Arrgh, Andrew Stephen, you' don't take long to reveal your own sexism just as the swathe of pro-Obama/anti Hillary Clinton journalists did in the USA. Sad for them, too, that they were wrong-footed by a woman from Alsaka, ha ha.
But the "The Sarah Palin phenomenon" is nothing to do with Alaska, alas for you and your simplistic ideologies. It is an entirely new religion and it is feminism-based, again something far outside your comprehension, uhh. It also has a Nature-based element as she is married to a man of Eskimo/native American ethnicity. That is more significant than you might want to assume. See Alaskan Palintology http://palintology.com/
You also erroneously assume that Sarah Palin's right-wing views are "extreme". Actually, they are not and neither is her Christian evangelism that far out, either. If you were at all honest with your journalist opportunistic self, you would see that a little more clearly.

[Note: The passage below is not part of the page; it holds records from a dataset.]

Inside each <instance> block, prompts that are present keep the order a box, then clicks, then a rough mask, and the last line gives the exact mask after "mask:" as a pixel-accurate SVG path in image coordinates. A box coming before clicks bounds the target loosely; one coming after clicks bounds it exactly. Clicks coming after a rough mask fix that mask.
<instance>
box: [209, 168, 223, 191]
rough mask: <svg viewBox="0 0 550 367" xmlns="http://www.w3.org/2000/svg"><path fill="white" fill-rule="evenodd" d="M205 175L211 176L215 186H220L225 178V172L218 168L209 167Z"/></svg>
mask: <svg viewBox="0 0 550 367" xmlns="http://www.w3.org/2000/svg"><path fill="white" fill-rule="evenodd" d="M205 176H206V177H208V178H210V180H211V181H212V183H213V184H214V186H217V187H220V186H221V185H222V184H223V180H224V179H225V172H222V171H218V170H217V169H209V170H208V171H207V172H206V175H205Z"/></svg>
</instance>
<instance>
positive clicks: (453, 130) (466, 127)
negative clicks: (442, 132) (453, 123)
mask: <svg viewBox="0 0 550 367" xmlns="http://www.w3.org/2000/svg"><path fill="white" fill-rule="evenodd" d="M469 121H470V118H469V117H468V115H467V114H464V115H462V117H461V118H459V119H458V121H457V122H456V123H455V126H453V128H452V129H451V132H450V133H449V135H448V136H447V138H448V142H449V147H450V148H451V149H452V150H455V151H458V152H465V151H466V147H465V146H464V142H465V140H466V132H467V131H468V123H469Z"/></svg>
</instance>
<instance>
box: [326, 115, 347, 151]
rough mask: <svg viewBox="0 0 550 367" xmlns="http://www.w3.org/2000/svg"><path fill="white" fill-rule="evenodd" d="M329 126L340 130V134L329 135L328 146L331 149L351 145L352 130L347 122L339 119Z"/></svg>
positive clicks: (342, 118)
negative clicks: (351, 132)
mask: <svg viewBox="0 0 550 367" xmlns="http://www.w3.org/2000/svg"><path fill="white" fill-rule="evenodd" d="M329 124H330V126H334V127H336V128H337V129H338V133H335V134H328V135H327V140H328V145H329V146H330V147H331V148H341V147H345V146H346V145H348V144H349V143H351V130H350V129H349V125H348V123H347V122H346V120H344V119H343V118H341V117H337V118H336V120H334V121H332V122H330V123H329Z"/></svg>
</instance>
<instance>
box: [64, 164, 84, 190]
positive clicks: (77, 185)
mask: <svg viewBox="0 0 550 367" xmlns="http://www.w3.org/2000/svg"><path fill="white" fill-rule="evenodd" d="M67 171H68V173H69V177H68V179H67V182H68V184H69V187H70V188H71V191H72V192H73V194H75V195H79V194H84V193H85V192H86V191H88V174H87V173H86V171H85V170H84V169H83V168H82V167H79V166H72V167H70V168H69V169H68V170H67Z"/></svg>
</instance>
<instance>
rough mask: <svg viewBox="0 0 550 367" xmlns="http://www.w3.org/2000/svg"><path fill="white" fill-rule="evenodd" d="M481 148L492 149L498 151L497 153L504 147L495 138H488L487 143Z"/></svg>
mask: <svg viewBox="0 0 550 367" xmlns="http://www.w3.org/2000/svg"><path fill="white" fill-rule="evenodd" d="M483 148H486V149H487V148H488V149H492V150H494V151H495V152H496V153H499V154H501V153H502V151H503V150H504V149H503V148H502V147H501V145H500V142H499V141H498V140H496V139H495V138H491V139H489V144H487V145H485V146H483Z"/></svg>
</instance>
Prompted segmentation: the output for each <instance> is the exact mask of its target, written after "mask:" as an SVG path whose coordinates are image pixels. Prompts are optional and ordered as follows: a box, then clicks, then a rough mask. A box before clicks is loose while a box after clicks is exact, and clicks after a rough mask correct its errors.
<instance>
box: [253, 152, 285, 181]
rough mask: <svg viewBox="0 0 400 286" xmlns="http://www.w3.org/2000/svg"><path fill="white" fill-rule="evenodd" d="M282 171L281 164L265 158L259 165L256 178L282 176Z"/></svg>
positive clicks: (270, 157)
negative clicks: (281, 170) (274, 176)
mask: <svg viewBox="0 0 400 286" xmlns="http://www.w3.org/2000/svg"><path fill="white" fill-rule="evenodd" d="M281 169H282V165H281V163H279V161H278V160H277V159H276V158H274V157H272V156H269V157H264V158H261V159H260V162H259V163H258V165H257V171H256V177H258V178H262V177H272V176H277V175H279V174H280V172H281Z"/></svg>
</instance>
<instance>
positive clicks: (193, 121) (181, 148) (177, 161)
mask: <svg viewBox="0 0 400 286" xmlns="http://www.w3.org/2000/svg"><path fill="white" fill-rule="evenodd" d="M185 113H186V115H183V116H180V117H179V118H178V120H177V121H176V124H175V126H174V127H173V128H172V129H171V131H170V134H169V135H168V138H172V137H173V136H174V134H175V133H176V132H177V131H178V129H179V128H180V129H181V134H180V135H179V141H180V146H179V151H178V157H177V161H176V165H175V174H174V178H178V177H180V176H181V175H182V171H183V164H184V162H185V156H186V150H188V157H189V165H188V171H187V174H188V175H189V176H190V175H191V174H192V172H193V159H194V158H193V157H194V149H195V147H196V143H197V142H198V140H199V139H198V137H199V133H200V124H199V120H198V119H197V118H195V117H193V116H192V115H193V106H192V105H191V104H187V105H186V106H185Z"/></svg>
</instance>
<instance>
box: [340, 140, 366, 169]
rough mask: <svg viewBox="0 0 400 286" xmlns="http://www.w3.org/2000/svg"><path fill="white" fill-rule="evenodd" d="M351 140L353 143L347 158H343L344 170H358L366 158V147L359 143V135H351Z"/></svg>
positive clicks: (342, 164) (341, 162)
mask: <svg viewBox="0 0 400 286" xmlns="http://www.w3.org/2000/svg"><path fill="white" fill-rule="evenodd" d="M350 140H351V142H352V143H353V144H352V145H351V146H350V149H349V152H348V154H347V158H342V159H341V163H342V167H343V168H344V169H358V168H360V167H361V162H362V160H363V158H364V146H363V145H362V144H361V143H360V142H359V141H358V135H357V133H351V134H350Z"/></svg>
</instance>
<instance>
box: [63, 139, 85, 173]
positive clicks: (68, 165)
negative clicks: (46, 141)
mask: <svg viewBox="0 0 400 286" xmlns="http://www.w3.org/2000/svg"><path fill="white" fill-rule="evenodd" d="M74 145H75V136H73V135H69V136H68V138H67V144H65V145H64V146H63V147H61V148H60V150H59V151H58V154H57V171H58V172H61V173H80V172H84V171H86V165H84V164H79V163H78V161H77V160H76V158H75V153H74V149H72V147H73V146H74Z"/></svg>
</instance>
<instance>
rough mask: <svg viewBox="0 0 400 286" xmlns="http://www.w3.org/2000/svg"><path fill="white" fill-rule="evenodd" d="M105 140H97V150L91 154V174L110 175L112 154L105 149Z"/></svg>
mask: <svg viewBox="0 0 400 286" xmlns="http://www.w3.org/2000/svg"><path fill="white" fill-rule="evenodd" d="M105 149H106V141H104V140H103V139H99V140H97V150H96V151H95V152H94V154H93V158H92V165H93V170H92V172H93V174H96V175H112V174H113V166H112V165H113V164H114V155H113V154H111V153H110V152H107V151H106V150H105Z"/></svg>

Barack Obama privately tried to persuade Iraqi political leaders to stall an agreement on scaling back American troops in Iraq while publicly campaigning for a speedy withdrawal, Obama’s campaign is not a train wreck; it’s Chernobyl.
http://www.youtube.com/watch?v=bKqHFk-3yQM
I am a Scot and I think that America does get bad press – like ourselves here in the UK. Thing is though, both our countries spend so much time sorting out other countries problems and not paying enough attention to issues closer to home. We can see where it all goes wrong, but politicians don’t. Here in Scotland, we export Oil, Gas, Petrol and Diesel and we have no shortage of supply, but we pay well over £5 (9$) per gallon and the refinery’s are on our doorsteps, they don’t even have to transport it far so there is no excuse. It is just plain greed by our Government. Now, our utilities bills are going up – doubling in fact, but get this, All of these organisations are making huge profits and add to that, that our food has doubled in price and the fact that our spending on arms is just out of control and you can see why people at home are thinking that the politicians have lost touch with reality. Problem is, once politicians are in, it is very difficult to get them out and here in the UK we have a very sophisticated system of party membership which makes sure that independents get know where fast. They even tried passing a law by the back door to hide their expense from the public? And we pay their salaries! As they say here in the UK – You can’t beat the system! I think you experienced that also with Bush in Florida one time, but you know what you can try. Charity begins at home. Put the power in people’s pocket, by sorting out the economy - not sorting out other rebel countries. Good luck in your forth coming elections. I do hope it falls in favour of the democrats and they have they the common sense to realise that current foreign policy, is just costing far too much in both young lives and money. Lets educate our kids, support, family values and lets rejuvenate our economies through sensible taxation and spending on revised foreign policy. All the best from Scotland.